Of course the boy would ask. He was a curious lad. Bill was no longer in the dank, dark shadows of modern-day London. The sun was shining brightly as the birds chirped happily around a market place. Memories sprang into colour and life, and painted the pictures of happy days long ago, but not forgotten. A curse breaker and his young family walked carelessly through London. "T_here was a breaker and his wife and she was beautiful... a foolish breaker and his wife. She was his reason for his life...and she was beautiful, and she was virtuous. And he was naive."_

"Naïve, sir?"

"Not unlike yourself, Teddy. _There was another man who saw that she was beautiful...A pious vulture of the law who, with a gesture of his claw removed that wizard from his plate! And there was nothing but to wait! And she would fall! So soft! So young! So lost and oh so beautiful!"_ Bill felt like crying, his face twisted into a pained grimace. His wife, his beautiful wife fell away from his loving, protective arms, his family defenseless as he saw them fade away. The stinging on his head from the auror's stunning hex had knocked him almost senseless. The innocent were always the first to fall. Why was it the innocent were always the first to fall?

"The lady, sir, the wife… what happened to her?"

"_Oh that was many years ago. I doubt if anyone would know." _The memories that swirled fantastically around him faded into the more modern, but gloomy structures that remained. "Now, Teddy, you must leave me. There's someplace I have to go. Something… Something I have find out."

"But won't I see you before I leave for Plymouth?"

"You may come find me if you'd like, Teddy. I won't wander."

Bill's dragon-hide boots clicked in time to the dripping water off the damp window sills around him as they hit the paved streets of London. "_There's a hole in the world like a great black pit and it's filled with people who are filled with shit and the vermin of the world inhabit it." _


	2. The Shop Below

Home. The word was beautifully resonating through his mind. He needed to get home, see his wife, and meet with his daughter. He needed to hold them to him and kiss their angelic faces until his lips became chapped .He needed to be back in that small flat, needed to smell the air within it. He remembered it vaguely and how it smelled of gardenias. Home… What a wonderful word.

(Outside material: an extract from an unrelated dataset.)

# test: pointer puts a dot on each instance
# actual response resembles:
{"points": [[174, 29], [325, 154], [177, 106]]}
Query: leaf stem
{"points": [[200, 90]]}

He knew these streets well, a permanent map was drawn in his mind's eye and it provoked his muscle memory. Even in the changes in them that had been instilled throughout the years, a ghost of a trace of the way it once was still led the way. A left here, hook a right there, around the tailor's… There it was. Old, decrepit. The ghost of its former glory loomed over it, a grey cloud, heavy with memories.

Below his house, his neighbor. Years ago, he had spoken to the couple that lived down thee, had them over for dinner. But now, they, like the rest of London, was lost to the filthy, greedy streets of today.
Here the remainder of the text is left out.